I worked on this for several days because I ran into the same problem. The unproject methods that we are used to work with are working 100% correctly here as well - even with orthographic projection. But with orthographic projection the direction vector going from the camera position into the screen is always the same. So, unprojecting the cursor in the same way dies not work as intended in this case.

What you want to do is getting the camera direction vector as it is but in order to get the ray origin you need to shift the camera position according to the current mouse position on screen.
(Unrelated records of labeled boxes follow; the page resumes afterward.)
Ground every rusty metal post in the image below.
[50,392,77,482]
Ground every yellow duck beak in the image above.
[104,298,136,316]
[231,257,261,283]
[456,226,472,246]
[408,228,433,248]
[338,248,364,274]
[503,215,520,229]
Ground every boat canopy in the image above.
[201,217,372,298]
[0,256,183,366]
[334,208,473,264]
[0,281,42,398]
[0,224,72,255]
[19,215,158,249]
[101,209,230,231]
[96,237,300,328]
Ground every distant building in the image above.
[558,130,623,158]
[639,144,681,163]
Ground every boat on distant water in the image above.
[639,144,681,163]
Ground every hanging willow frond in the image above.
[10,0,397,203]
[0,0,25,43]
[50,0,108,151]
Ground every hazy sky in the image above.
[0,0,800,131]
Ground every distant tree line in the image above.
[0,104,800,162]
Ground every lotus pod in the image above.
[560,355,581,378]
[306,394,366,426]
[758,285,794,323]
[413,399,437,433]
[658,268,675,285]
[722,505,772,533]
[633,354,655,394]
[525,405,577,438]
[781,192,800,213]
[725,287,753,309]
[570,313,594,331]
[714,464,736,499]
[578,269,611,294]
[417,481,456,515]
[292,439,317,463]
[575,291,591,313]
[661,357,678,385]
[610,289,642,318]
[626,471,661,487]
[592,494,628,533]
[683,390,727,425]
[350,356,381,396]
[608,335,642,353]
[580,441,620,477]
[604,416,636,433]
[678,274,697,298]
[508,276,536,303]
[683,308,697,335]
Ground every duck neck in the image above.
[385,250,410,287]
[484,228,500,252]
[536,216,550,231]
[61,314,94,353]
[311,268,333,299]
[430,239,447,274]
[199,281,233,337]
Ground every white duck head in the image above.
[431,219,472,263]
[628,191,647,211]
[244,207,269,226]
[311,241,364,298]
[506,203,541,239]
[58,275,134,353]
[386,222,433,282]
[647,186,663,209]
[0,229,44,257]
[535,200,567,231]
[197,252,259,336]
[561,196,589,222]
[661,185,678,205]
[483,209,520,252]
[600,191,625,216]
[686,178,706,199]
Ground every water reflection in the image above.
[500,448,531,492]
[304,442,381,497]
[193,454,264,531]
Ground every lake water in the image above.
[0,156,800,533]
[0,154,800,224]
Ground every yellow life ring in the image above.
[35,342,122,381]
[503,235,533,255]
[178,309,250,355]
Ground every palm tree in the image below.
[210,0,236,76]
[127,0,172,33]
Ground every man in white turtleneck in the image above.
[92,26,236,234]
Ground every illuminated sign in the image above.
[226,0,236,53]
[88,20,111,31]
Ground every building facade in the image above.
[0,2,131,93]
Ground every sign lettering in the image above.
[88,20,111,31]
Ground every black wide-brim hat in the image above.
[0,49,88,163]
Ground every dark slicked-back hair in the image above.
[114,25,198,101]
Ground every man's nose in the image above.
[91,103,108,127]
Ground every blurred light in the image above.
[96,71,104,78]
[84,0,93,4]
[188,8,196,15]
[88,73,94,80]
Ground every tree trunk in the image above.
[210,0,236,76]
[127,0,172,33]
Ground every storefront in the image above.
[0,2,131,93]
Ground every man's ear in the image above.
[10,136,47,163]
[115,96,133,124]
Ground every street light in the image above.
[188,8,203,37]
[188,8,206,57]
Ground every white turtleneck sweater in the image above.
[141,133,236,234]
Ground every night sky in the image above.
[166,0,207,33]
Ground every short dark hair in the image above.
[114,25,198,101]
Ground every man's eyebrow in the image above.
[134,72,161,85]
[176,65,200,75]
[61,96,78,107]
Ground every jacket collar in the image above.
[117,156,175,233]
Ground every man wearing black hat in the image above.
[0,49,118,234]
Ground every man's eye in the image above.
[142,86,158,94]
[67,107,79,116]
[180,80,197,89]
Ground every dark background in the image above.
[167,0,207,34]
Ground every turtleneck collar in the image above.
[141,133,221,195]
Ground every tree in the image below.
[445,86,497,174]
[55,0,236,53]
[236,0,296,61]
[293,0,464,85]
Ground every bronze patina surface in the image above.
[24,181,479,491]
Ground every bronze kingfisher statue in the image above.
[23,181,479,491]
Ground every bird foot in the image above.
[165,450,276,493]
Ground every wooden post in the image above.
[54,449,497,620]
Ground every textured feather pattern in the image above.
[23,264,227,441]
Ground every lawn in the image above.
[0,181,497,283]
My approach (C#, but you'll get the idea):

Vector3 worldUpDirection = new Vector3(0, 1, 0); // if your world is y-up

// Get mouse coordinates (2d) relative to window position:
Vector2 mousePosRelativeToWindow = GetMouseCoordsRelativeToWindow(); // (0,0) would be top left window corner

// get camera direction vector:
Vector3 camDirection = Vector3.Normalize(cameraTarget - cameraPosition);

// get x and y coordinates relative to frustum width and height.
// glOrthoWidth and glOrthoHeight are the sizeX and sizeY values 
// you created your projection matrix with. If your frustum has a width of 100, 
// x would become -50 when the mouse is left and +50 when the mouse is right.
float x = +(2.0f * mousePosRelativeToWindow .X / viewportWidth  - 1) * (glOrthoWidth  / 2);
float y = -(2.0f * mousePosRelativeToWindow .Y / viewPortHeight - 1) * (glOrthoHeight / 2);

// Now, you want to calculate the camera's local right and up vectors 
// (depending on the camera's current view direction):
Vector3 cameraRight = Vector3.Normalize(Vector3.Cross(camDirection, worldUpDirection));
Vector3 cameraUp = Vector3.Normalize(Vector3.Cross(cameraRight, camDirection));

// Finally, calculate the ray origin:
Vector3 rayOrigin = cameraPosition + cameraRight * x + cameraUp * y;
Vector3 rayDirection = camDirection;

Now you have the ray origin and the ray direction for your orthographic projection. With these you can run any ray-plane/volume-intersections as usual.